This comes down to implementation details of the RAID layer(s).
For example, if you use a hardware RAID to do the striping, and then software RAID on top to mirror the stripe groups, then the software RAID that's doing the mirroring won't see the individual disks, just the two devices generated by the hardware RAID representing each stripe group.
In such a configuration, when Disk 1 fails, the hardware RAID controller will return errors on the Group 1 device. The software RAID on top must then consider the entire Group 1 as failed, as it won't see the individual disks.
If Disk 5 then fails, the Group 2 device will start returning errors too, and as far as the software RAID doing the mirroring is concerned, that's a double failure - data is lost. Game over.

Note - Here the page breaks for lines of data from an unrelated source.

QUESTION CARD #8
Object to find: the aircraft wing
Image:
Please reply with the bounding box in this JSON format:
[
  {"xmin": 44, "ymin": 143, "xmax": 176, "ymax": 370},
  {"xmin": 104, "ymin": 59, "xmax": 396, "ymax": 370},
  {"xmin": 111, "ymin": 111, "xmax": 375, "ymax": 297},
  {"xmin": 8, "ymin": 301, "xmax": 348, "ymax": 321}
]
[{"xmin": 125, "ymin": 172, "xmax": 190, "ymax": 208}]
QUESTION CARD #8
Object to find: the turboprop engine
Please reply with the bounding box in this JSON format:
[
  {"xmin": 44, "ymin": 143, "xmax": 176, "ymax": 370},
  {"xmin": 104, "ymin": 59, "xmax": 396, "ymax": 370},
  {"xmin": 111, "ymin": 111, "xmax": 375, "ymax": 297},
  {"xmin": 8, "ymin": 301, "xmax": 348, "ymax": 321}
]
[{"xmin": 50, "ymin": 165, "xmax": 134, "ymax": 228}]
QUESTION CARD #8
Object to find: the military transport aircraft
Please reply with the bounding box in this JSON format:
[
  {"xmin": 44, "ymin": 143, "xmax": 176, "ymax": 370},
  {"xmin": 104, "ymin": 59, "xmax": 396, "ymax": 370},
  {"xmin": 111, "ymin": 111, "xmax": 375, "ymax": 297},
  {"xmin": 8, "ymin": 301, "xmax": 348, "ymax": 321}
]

If you try using disks 4, 2 and 3 for recovery, there's the problem that after Disk 1 failed, the software RAID will have stopped updating the entire Group 1. So Disk 4 would have newer data than Disks 2 and 3, unless both disks failed at the exact same time... which is unlikely. And because of striping, any contiguous piece of data that is longer than one stripe will have a risk of incorporating parts of both "older" and "newer" sets of stripes, resulting in a corrupted mess.
If both striping and mirroring are done by the same RAID implementation, i.e. either just a hardware RAID controller that can do "RAID 10" or "RAID 0+1", or just a software RAID implementation that can do the same, then the implementation might be smart enough to keep updating Disks 2 and 3 after Disk 1 fails, even though the Group 1 stripe set will no longer be complete. If disk 5 then fails too, the controller may be smart enough to see that Disks 4 + 2 + 3 together form a valid set, and keep on running.
Whenever the same RAID implementation handles both the striping and the mirroring, modern implementations usually work the way you seem to be thinking - they track the health of each copy of each set of stripes and will keep working as long as a complete set of stripes can be found.
However, this is not something you should blindly trust: you should carefully research your RAID implementation in advance, so that when (not "if"!) disks start failing, you'll know what your RAID implementation can and cannot do.
And if you layer different RAID implementations on top of each other (for example, if you use OS's built-in software RAID to mirror data between two large SAN storage systems located in different buildings for disaster tolerance) you should carefully think through the failure scenarios - in the design phase, before you even start implementing your set-up.